This is the reference material for CCA 175 Spark and Hadoop Developer using Scala.
Agenda
- Introduction
- Curriculum
- Required Skills
- Setup Environment
- HDFS and YARN
- Data Sets
- Windows Environment (labs)
Introduction
- CCA Spark and Hadoop Developer is well recognized certification in the industry
- Conducted by Cloudera – a major Big Data vendor
- ITVersity played key role in at least 300 people getting certified
- Scenario based exam
- 8 to 12 questions
Curriculum
- Data Ingest
- Sqoop
- HDFS
- Flume
- Kafka
- Spark Streaming
- Transform, Stage and Store
- Loading Data from HDFS
- Write data back to HDFS
- File Formats
- Standard ETL
- Data Analysis
- Use Hive tables
- Fundamentals of Querying
- Analytical or Windowing Functions
- Configuration
Required Skills
- Use Sqoop to import/export data between HDFS and MySQL
- Programming using Scala or Python
- Develop Spark based applications using Scala or Python
- HDFS commands
- Spark SQL or Hive
- Flume
- Kafka
- Spark Streaming
Setup Environment – Options
- You need to have environment ready using one of the approach
- Setting up locally
- Setting up Cloudera Quickstart VM
- Use existing clusters
- Using https://labs.itversity.com
Setting up – Locally
- Setup Scala or Python
- Setup Hadoop
- Setup Spark
- Setup Sqoop and more
- Integrate them
- Not recommended and not supported
- It is tedious and time consuming
Setup Environment – Cloudera Quickstart VM
You can set up Cloudera Quickstart.

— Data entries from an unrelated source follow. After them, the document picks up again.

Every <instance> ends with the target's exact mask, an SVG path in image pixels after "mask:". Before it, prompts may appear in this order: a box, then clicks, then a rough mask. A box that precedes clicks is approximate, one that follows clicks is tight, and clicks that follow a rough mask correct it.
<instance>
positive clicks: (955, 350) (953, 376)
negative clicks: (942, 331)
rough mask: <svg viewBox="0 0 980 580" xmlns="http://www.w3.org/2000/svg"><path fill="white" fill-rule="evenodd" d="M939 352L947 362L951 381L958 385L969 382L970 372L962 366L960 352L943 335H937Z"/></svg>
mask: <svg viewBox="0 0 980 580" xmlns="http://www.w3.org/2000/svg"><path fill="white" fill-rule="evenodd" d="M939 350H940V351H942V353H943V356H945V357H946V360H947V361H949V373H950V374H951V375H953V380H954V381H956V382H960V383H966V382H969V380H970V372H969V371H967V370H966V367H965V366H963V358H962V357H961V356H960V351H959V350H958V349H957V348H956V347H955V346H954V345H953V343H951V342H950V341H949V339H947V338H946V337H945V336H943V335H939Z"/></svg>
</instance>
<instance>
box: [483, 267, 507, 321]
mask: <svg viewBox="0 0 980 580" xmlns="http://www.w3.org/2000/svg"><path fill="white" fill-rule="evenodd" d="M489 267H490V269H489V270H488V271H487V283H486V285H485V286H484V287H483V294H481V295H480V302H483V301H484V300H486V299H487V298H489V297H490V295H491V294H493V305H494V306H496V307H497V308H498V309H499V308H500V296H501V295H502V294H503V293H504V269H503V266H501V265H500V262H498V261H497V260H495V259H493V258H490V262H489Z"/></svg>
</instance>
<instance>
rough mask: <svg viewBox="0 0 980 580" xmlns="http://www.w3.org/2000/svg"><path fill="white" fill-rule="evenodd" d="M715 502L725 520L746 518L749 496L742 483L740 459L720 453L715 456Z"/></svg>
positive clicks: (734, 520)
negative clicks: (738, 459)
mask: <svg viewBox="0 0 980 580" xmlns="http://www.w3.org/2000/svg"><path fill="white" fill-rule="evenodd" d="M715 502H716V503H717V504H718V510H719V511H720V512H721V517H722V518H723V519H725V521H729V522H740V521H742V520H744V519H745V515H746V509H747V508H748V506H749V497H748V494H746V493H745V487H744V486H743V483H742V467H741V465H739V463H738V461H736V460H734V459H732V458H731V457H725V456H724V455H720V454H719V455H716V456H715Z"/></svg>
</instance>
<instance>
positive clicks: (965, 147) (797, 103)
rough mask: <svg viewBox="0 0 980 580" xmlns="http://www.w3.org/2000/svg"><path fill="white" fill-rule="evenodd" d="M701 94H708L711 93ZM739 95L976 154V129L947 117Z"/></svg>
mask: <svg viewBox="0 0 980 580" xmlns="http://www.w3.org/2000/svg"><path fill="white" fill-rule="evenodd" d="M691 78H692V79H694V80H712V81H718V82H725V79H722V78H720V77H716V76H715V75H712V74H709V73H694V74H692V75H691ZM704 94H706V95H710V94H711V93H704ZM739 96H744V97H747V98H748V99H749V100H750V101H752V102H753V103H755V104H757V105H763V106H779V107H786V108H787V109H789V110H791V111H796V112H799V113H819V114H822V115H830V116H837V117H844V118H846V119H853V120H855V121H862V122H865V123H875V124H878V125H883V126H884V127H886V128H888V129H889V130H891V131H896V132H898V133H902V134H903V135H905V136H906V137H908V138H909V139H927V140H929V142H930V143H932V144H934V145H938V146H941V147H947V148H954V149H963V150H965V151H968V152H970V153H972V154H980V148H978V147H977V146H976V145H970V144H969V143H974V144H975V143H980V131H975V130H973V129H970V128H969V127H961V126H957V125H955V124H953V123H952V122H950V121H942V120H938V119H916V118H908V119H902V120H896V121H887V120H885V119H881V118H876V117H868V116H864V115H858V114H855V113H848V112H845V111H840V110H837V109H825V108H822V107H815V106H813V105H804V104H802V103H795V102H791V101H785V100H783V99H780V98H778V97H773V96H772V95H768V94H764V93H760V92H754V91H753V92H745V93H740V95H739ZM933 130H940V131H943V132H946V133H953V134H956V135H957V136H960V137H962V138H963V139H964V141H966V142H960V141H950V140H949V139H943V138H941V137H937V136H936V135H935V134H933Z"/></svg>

But it requires
- 16 GB laptop with i7 Quadcore
- Need to assign 8 GB to 10 GB RAM to the Cloudera Quickstart VM
- Require Virtual Box or VMWare or Docker to set up virtual machine
- Can be counter productive due to resource contention
- Setup Process
- Install Virtual Box or VMWare or Docker
- Download Cloudera Quickstart virtual machine image
- Open using Virtual Box and make sure to allocate 8 GB RAM and 4 cores
- Most of the stuff is available out of the box with Cloudera Quickstart VM
- MySQL database
- Sqoop
- Hive
- Spark and many others
Big Data Developer labs
- Here is the URL – https://labs.itversity.com
- Plans – 14.95$ for 31 days, 34.95$ for 93 days and 54.95$ for 185 days
- It comes with all the tools well integrated and can start with in 2 minutes
- Quick preview
Windows Environment (labs)
- Putty and Winscp (to copy the data)
- Cygwin
- Setup Cygwin
- Setup SSH
- Setup password less login
- Make sure chrome is installed
HDFS Preview
- Properties files
- /etc/hadoop/conf/core-site.xml
- /etc/hadoop/conf/hdfs-site.xml
- Important Properties
- fs.defaultFS
- dfs.blocksize
- dfs.replication
- HDFS commands
- Copying files
- From local file system (hadoop fs -copyFromLocal or -put)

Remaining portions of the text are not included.